Blog posts are like shoes: some are sexy and some are practical. This post falls on the far side of practical, not unlike orthopedic clogs.
Here’s the premise: Say you’re currently tracking your site with Webtrends and you’re considering a switch to Omniture. If you’re happy with the content hierarchy logic that you’ve built into your Webtrends implementation, how much of it will be portable to Omniture? Here are the most important factors to consider:
1) Webtrends Profile = Omniture Report Suite
The Webtrends profile and Omniture report suite both represent the top-level segments for a site. Assuming a given Webtrends profile genuinely maps to a visitor segment that requires full reporting it should be recreated as an Omniture report suite.
In some Webtrends implementations I’ve seen (especially log-based systems), administrators will create lots of profiles simply to obtain unique visitor counts for partial slices of populations. If this is the case it may be possible and appropriate to get the required metrics in Omniture without recreating every single profile as a report suite, since Omniture has more unique visitor reporting flexibility.
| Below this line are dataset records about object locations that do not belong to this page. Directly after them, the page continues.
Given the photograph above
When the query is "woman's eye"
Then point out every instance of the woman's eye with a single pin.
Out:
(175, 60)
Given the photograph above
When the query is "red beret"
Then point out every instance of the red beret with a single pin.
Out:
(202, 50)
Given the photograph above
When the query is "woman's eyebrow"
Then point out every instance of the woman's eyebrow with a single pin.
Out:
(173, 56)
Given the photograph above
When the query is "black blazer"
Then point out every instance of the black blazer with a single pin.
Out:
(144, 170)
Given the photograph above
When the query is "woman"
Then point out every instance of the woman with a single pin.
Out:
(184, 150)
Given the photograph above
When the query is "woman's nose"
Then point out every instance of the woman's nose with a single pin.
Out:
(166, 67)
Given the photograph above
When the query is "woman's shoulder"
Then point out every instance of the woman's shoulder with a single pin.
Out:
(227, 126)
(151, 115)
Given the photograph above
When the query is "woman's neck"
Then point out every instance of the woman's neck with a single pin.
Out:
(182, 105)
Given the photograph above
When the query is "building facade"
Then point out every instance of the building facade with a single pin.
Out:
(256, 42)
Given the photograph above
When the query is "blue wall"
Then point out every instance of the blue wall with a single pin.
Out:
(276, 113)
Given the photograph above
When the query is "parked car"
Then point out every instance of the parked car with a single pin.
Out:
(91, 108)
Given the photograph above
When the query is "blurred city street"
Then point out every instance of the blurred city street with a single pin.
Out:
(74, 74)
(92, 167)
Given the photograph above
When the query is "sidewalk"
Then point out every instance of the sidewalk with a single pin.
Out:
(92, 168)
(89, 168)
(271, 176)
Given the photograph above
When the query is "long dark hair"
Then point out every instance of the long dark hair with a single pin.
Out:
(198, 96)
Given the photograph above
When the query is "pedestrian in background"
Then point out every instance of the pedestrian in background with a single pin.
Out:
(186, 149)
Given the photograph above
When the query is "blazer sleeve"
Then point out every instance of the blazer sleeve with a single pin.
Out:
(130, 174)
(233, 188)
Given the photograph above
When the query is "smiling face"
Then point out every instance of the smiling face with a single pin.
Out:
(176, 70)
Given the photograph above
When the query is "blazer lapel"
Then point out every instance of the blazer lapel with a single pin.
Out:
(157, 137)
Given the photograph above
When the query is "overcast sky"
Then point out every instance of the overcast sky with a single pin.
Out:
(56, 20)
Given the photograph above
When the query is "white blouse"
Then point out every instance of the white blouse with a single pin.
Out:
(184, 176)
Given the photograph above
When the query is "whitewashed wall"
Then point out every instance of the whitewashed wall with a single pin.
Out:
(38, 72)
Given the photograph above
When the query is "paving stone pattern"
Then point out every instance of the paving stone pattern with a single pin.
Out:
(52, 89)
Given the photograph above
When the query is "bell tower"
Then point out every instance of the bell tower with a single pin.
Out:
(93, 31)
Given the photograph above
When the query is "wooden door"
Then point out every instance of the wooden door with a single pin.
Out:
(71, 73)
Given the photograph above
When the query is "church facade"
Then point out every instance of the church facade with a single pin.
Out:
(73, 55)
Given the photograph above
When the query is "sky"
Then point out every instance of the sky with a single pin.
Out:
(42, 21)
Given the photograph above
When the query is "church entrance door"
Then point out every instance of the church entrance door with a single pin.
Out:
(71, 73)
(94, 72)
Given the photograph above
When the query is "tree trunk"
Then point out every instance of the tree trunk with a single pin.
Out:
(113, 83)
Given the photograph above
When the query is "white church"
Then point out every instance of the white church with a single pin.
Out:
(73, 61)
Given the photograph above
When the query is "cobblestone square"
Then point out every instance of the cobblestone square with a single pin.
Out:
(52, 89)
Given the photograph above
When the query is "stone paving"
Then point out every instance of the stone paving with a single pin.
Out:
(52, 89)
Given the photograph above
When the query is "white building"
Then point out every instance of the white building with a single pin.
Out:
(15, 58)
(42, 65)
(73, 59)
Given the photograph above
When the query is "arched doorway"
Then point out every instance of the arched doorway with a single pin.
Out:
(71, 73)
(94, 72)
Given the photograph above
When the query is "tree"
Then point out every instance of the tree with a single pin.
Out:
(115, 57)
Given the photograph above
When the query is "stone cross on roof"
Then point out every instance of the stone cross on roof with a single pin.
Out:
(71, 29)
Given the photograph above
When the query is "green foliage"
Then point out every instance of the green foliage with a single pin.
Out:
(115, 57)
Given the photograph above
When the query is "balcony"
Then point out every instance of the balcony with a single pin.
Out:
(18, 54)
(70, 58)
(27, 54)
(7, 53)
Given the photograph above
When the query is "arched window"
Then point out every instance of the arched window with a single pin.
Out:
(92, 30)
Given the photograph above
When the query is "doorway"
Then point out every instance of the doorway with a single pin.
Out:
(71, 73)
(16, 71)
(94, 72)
Omniture also offers a free report suite roll-up feature; there’s no direct match for this in Webtrends.
2) Webtrends Directory Report ≈ Omniture Channel
The Webtrends Directory Report lists out visits by first-level directory based on URL structure. The Omniture s.channel variable serves a similar function, although it’s more likely to be based on business rules which may or may not match the literal file path. If the site has a clean URL structure this would be a simple and easy translation.
3) Webtrends Content Groups ≈ Omniture Hierarchy
In Webtrends most of the business-level content hierarchy reporting is managed using content groups. In my experience, ALL usable Webtrends implementations have at least a few content groups defined. The closest analogy in Omniture would be the s.hierN variables.
Keep in mind that Webtrends content groups go 2 levels deep (i.e. content groups and sub-groups) while Omniture hierarchy reporting goes 5 levels deep. Another important difference is that Webtrends has no strict limit on the number of content groups you can create, while a standard Omniture contract includes just 5 hierarchy variables (each with 5 levels). A migration would involve not only a mapping of content groups to hierarchy variables but a reassessment of whether the 2-level structure designed within Webtrends makes business sense now that you've got 5 levels at your disposal.
4) Other Considerations
In general, Omniture implementations tend to be more complex – and more flexible – than Webtrends implementations. Anyone considering a migration should take their Webtrends setup, translate functionality where parallels exist, then look to the additional Omniture features available to them.
What do you think? Am I right? Am I wrong? Am I missing something? I welcome your feedback, especially if it’s practical.